One of the main use I have for this NAS is that it is my log server. For every Linux machine I have, as well as my firewall, every log is retrieved via rsyslog to the log center. I used to have a Raspberry Pi with loganalyzer for that but I had to change due to security concerns regarding this tool.
As you can see, we have a graph corresponding to the number of log entries sent to the NAS, as well as the last 50 logs displayed for every machine (I blurred for security purposes).
There is also a menu that lets me look at everylog and filter them by machine.
After selecting a sepcific machine, we can also slected the type of logs we want to display. This helps when you have a lot of them and want to easily apply a filter.
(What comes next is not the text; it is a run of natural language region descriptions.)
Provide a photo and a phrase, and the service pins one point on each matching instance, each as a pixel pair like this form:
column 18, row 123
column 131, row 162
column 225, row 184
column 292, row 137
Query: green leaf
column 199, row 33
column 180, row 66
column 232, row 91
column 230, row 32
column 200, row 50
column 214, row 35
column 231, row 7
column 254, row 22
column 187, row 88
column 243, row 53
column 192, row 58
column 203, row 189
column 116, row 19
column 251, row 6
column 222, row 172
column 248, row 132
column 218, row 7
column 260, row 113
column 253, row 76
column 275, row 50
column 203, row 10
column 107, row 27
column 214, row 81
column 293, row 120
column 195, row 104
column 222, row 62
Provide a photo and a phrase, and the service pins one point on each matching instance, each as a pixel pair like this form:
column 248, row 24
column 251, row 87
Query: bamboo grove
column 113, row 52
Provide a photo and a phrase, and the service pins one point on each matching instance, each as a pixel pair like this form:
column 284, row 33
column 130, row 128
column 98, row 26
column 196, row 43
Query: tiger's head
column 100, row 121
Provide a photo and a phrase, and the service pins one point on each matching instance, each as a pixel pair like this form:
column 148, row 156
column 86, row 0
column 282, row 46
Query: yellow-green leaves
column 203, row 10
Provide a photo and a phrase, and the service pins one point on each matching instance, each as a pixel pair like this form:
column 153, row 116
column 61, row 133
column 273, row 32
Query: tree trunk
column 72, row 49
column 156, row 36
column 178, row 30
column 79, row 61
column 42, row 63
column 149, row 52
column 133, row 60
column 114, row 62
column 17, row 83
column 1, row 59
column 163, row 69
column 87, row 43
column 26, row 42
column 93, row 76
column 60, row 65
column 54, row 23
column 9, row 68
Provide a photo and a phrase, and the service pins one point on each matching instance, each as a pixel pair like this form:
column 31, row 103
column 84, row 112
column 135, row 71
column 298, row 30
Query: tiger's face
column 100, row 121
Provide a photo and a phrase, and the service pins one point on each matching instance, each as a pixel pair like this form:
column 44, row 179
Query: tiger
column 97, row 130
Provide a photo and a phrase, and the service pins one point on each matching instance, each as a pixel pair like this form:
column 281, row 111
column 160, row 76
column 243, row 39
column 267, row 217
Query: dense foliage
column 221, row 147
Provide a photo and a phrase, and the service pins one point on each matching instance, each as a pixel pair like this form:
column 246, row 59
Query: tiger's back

I also use it as a media server. With the DLNA/UPNP protocol every machine connected to the network and compatible with these protocols can play media from the NAS directly, as long as the files are indexed by the NAS and the media server is configured properly. This is very useful as there is no authentication involved.
Here I just have to select it and I can browse and play the indexed media from my NAS.
I also have an Android TV device where I installed KODI to play media with more functionality than what my TV offers.
After configuring KODI properly, I can play media from my NAS.
This NAS is also a PXE server. I work with many machines, and always making bootable USB drives for small utilities like GParted, Clonezilla, and other ones that I often use, is not worth the time and effort it takes, compared to boot on the network card. PXE is a bit complicated to configure though, there are special files to have for network boot, which are specific to each operating system and utilities, and the parameters put in the default configuration files also vary.
This project is not yet terminated. I would like to have some Linux and Windows operating systems to boot in addition of the tools. Right now, not everything boots, but the menus are created and working.